だが、それよりも目を引いたのは、その状態だった。
全身が傷だらけであり、その体に巻かれている包帯には、大量の血が滲んでいる。
「ねぇ、この子大丈夫!? ごめんね、アタイ、回復薬もってない……。」
負傷者を目の前にしたリーチュンは、助けることができない事に申し訳なさそうにした。
「お気になさらないでください。彼女は今回のパーティのレンジャーをやっている者ですが、応急処置は済んでいます。町に戻れば、もっとちゃんとした手当てを施す予定ですので。」
「そう……。ごめんね。今度からちゃんと薬草もっておくわ!」
アイテム管理はシロマとイーゼの担当。
いつも何も考えずに、用意などもしてこなかった事に後悔をした。
「その気持ちだけで結構ですよ。それに、こんなのは日常茶飯事ですし……。ピラミッド内には、無数の罠が設置されている為、危険は付き物なのです。その為、レンジャーはとても貴重です。今回、彼女が生き残る事ができた事は、幸運でした。」
やはりその子は、リーチュンの見立て通りレンジャーだった。
しかし、そんなことよりも、ピラミッドの危険性を聞き、目を開いて驚く。
「ええ! そんなに危険なの? ピラミッドって!」
「はい。敵は強力ですし、危険な罠も多いです。そして、罠一つでパーティが全滅することもあります。それなので、ピラミッド攻略には強さと同時に、凄腕の盗賊やレンジャーが必須なのです。」
リーチュン自身、ダンジョンを攻略した経験が少ないため、危険と言われても、その想像が難しい。

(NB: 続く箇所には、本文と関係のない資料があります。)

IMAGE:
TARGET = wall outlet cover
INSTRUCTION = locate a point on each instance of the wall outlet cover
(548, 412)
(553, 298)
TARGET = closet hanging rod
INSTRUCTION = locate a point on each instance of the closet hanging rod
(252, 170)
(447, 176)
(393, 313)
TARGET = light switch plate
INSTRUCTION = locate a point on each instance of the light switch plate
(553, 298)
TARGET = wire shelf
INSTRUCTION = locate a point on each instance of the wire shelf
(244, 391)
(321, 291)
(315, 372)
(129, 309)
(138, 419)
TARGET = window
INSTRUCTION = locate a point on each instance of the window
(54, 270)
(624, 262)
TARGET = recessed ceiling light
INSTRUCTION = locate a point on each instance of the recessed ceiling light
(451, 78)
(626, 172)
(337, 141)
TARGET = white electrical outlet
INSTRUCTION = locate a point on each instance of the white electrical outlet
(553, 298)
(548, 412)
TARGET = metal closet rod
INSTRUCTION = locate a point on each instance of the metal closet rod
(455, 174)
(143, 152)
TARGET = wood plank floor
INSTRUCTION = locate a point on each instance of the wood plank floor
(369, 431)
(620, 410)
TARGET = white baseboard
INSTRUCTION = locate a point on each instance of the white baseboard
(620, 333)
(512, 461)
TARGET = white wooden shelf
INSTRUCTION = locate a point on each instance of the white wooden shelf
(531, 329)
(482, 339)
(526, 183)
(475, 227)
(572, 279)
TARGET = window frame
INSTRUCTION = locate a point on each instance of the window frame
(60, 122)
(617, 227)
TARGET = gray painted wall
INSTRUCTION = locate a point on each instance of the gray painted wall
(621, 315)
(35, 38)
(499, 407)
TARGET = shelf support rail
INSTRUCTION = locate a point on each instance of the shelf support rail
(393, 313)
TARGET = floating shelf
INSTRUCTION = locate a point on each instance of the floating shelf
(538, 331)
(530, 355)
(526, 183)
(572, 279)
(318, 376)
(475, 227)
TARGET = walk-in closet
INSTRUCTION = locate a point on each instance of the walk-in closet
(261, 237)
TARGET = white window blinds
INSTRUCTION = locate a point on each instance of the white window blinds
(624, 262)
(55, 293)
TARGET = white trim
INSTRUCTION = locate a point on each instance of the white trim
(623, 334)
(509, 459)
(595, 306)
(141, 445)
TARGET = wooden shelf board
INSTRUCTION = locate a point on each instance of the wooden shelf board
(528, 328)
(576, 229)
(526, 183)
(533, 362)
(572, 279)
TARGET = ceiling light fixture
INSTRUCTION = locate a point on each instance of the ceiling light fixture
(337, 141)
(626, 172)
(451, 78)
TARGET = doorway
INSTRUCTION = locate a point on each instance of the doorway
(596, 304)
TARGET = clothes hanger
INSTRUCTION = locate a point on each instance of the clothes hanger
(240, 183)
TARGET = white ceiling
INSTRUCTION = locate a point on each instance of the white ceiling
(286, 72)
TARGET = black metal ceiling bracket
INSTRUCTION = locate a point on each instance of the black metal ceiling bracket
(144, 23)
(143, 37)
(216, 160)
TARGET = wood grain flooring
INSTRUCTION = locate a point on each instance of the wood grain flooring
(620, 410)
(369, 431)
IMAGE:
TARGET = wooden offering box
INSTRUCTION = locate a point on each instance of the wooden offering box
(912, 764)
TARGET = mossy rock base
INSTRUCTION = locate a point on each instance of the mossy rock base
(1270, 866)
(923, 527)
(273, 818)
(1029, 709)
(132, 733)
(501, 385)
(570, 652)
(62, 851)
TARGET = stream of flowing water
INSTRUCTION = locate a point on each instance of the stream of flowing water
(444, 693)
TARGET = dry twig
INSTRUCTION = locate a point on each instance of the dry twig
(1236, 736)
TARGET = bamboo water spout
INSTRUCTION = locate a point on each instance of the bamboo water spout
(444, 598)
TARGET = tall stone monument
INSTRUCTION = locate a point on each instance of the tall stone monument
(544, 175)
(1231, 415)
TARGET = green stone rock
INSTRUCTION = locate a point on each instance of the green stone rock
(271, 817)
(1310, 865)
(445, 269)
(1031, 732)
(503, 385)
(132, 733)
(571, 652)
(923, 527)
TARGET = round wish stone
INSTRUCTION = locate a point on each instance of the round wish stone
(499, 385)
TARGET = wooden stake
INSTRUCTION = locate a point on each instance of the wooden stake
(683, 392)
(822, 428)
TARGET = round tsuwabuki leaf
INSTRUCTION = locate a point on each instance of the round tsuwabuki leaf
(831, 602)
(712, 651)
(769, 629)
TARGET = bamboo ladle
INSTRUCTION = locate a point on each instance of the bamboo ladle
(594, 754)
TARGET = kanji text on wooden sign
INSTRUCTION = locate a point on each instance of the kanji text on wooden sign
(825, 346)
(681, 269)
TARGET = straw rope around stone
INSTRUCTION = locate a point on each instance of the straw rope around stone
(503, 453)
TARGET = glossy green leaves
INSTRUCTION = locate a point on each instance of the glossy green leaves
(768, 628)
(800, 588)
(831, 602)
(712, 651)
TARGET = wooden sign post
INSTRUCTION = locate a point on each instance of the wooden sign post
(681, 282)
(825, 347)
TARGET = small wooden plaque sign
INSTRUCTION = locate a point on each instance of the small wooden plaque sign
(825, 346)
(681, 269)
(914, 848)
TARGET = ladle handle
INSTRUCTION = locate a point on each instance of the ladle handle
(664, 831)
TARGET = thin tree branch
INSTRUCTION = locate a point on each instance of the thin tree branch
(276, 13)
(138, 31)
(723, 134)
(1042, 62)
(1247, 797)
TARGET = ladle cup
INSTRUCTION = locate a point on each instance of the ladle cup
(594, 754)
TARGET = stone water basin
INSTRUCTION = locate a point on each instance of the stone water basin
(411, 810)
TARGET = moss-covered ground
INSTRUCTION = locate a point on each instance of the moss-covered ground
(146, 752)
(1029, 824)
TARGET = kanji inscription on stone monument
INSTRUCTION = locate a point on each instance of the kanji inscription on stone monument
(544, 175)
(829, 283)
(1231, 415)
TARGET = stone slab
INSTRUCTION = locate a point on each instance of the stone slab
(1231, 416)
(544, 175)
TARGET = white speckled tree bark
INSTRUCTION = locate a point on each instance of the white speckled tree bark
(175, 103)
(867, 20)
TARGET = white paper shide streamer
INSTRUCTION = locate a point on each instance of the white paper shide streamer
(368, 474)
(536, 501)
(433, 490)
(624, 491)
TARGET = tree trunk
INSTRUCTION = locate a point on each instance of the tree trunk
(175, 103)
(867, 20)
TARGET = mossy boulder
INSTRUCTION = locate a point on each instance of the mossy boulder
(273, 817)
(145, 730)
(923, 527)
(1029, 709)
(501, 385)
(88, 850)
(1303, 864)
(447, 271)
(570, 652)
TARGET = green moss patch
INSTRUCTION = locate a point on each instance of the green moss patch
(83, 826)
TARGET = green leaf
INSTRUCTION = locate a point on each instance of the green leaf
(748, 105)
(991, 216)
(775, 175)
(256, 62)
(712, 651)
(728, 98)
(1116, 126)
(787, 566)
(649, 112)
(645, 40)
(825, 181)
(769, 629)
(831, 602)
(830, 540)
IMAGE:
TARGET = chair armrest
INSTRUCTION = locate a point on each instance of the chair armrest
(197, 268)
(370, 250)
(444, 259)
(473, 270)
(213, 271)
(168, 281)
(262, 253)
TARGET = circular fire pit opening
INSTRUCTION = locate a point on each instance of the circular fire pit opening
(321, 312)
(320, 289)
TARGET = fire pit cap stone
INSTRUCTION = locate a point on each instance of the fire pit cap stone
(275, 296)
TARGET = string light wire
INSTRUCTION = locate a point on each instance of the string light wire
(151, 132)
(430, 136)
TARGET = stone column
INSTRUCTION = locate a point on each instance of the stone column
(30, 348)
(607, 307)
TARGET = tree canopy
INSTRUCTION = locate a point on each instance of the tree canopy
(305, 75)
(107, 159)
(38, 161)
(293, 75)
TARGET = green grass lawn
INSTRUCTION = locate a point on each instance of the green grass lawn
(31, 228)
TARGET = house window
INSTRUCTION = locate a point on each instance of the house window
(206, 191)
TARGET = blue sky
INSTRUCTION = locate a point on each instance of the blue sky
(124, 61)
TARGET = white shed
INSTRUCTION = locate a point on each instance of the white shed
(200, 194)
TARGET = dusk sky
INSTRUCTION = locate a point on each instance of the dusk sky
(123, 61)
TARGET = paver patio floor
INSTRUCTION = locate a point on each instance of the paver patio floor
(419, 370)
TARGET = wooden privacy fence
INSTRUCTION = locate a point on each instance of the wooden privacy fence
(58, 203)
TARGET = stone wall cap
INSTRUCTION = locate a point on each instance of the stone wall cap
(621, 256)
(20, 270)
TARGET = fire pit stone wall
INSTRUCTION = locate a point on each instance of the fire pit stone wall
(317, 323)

しかし、目の前にいる傷だらけのレンジャーを目にすれば、否が応でもその危険性は理解できた。
「そっかぁ。アタイは腕っぷしには自信があるけど、運がないからねぇ……。」
罠と聞いて、不安を覚えるリーチュン。
いにしえの塔では、サプライズボックスを一発で引き当てて、危うく死にそうになった。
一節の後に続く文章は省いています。